Yankees stumble as Jays snap Stadium losing streak

Brian Heyman
bheyman@lohud.com

Yankees first baseman Brian McCann reacts after not forcing Toronto's Dioner Navarro  at first during the seventh inning of  Saturday's game at Yankee Stadium.

NEW YORK – Let's just say the Blue Jays were overdue to leave Yankee Stadium wearing street clothes and smiles. Way, way overdue.

They had been 0 for their past 17 tries to win a game here dating to September of 2012.

But the streak is finally over.

The Yankees helped them end it Saturday with unsteady infield defense and not enough offense, common themes, and bad relief work, not a common theme. Drew Hutchison held them to two runs and five hits over 62/3, Brian McCann and Brian Roberts didn't shine defensively in the go-ahead rally in the seventh, Dan Johnson cracked a three-run homer in the ninth, and Toronto finally beat the Yankees, 6-4.

"It's surprising to me because they have a lot of talented players over there," Joe Girardi said after the Yankees' four-game winning streak was snapped. "You don't ever expect to beat a team that many times, but they got the better of us today."

The streak marked the fourth-longest stretch of domination by a home team since divisional play began in 1969. The Jays had dropped 26 of their last 28 here dating to May of 2011. They had dropped 39 of 50 since the gates opened in 2009. Their last Bronx win came on Aug. 29, 2012.

"When we have a tough year, usually around this place you'd see tire tracks on your neck," Toronto manager John Gibbons said.

McCann filled in again for the injured Mark Teixeira at first, just the catcher's seventh start there this season. The ball found him with runners at second and third and no outs and Shawn Kelley pitching in a 2-2 game in the seventh.

Dioner Navarro hit a ball wide of first to McCann, who stared at Melky Cabrera holding in place down the third-base line before finally looking at first. But he was too far in to get to the bag in time. So he fired to second to try to get Jose Bautista heading back. Safe. Bases loaded.

"The game sped up on me," McCann said. "I didn't make the play."

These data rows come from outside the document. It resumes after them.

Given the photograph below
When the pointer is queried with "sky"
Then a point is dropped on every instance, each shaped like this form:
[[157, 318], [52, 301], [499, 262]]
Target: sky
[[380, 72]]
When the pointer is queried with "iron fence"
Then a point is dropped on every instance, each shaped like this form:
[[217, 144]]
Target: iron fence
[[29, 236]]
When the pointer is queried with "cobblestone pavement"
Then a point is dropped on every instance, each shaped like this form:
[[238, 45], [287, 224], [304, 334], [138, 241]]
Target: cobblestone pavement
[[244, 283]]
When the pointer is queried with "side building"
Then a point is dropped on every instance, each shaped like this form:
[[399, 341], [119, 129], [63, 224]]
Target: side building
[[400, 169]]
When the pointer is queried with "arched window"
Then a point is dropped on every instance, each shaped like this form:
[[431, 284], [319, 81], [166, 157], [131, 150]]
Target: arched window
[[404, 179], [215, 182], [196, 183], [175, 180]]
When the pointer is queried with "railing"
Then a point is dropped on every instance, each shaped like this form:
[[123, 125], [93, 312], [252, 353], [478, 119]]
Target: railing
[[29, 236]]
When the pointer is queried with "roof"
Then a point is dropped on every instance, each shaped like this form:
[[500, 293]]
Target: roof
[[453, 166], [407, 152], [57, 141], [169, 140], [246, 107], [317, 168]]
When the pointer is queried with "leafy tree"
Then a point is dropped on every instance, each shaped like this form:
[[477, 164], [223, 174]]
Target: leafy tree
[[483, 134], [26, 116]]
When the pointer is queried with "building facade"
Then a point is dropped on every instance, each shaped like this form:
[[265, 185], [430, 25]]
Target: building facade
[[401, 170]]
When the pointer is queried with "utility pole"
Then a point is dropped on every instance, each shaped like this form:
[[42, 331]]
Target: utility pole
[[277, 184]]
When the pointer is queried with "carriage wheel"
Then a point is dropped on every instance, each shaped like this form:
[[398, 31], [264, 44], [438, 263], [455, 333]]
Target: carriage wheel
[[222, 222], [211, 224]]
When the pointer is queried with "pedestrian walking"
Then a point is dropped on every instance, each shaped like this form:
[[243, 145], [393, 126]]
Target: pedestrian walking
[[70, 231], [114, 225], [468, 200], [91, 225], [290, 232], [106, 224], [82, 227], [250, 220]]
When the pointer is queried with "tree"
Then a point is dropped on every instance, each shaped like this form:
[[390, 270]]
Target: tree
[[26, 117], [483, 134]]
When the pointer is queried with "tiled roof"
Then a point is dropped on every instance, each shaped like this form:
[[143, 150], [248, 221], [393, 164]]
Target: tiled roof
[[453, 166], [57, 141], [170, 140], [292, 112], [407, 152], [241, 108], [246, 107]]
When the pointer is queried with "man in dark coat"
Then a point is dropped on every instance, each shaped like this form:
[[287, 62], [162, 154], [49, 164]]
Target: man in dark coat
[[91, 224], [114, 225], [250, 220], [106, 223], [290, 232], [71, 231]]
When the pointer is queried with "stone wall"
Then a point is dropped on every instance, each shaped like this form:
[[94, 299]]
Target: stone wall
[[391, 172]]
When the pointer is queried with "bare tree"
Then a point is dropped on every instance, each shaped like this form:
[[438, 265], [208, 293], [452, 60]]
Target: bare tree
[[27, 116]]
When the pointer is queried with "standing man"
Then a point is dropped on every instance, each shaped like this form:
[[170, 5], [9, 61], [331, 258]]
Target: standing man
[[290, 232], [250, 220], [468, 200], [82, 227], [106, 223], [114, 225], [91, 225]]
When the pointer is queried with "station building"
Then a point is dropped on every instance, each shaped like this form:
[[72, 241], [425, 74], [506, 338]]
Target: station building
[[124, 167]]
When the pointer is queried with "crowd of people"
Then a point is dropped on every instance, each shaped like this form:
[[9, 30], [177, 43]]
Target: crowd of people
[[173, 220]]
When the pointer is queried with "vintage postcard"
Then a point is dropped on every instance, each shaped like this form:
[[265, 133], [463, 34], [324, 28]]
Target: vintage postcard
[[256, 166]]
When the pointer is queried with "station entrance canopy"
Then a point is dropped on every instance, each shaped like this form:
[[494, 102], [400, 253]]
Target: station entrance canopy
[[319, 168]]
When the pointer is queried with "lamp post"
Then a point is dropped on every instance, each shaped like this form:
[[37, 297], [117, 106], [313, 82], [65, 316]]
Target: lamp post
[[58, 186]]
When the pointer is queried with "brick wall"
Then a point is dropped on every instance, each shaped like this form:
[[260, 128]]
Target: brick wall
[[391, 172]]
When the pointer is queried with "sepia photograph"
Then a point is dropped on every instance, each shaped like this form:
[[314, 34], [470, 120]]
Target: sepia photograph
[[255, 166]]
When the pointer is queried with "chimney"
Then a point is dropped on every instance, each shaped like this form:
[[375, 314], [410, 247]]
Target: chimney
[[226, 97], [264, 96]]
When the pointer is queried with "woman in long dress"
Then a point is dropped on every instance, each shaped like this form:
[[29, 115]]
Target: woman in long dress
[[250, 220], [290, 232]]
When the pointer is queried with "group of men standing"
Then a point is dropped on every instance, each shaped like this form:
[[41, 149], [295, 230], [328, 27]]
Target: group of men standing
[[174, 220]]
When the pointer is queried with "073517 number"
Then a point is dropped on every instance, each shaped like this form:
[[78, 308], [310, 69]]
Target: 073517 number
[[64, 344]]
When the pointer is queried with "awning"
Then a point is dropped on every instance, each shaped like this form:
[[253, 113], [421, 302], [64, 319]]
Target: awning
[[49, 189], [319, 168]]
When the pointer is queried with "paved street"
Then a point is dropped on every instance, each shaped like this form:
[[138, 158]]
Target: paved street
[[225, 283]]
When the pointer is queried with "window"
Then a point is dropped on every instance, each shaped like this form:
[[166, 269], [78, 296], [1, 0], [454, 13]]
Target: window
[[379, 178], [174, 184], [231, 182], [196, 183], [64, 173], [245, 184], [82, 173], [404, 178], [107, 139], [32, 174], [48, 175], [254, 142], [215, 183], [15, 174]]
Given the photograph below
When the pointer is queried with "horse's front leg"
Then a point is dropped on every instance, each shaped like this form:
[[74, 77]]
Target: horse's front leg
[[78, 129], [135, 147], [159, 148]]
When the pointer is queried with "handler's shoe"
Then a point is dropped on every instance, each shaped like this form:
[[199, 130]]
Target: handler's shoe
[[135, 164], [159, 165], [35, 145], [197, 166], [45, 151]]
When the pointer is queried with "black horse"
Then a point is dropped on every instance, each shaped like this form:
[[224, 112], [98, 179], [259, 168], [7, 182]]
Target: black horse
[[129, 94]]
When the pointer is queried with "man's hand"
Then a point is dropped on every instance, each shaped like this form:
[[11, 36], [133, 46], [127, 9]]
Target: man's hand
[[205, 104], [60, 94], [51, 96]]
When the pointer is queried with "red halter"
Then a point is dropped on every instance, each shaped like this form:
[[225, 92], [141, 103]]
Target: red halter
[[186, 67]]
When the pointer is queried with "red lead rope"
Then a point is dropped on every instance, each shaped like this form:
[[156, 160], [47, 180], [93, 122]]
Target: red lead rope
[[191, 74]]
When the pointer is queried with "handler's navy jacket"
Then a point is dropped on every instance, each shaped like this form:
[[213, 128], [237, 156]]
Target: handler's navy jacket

After Steve Tolleson went down swinging, Matt Thornton came on and got Johnson to hit a blooper on the infield between first and second. Roberts didn't get to it for the catch. The ball took a tricky hop and fell out of the second baseman's glove. He had no play — single, RBI, 3-2.

"Maybe it's a play I'm supposed to make," Roberts said. "I don't know."

"When you lose 17 in a row, you deserve something like that," Gibbons said.

Jeff Francis served up Johnson's three-run homer, and it was 6-2.

It was 6-4 after Carlos Beltran belted a two-run shot off Casey Janssen in the last of the ninth. But Janssen nailed down the final two outs.

"They kind of got the good bounces today and we didn't," Roberts said.

Chris Capuano had kept the Yankees in play in his pinstriped debut after being purchased from the Rockies' organization Thursday. The scoresheet was a little messy with five hits, four walks and one hit batter. But the 35-year-old lefty yielded only two runs in six innings.

"I had a little nerves going in the beginning," Capuano said. "… But I made some good pitches today when I had to and was just thrilled to be out there."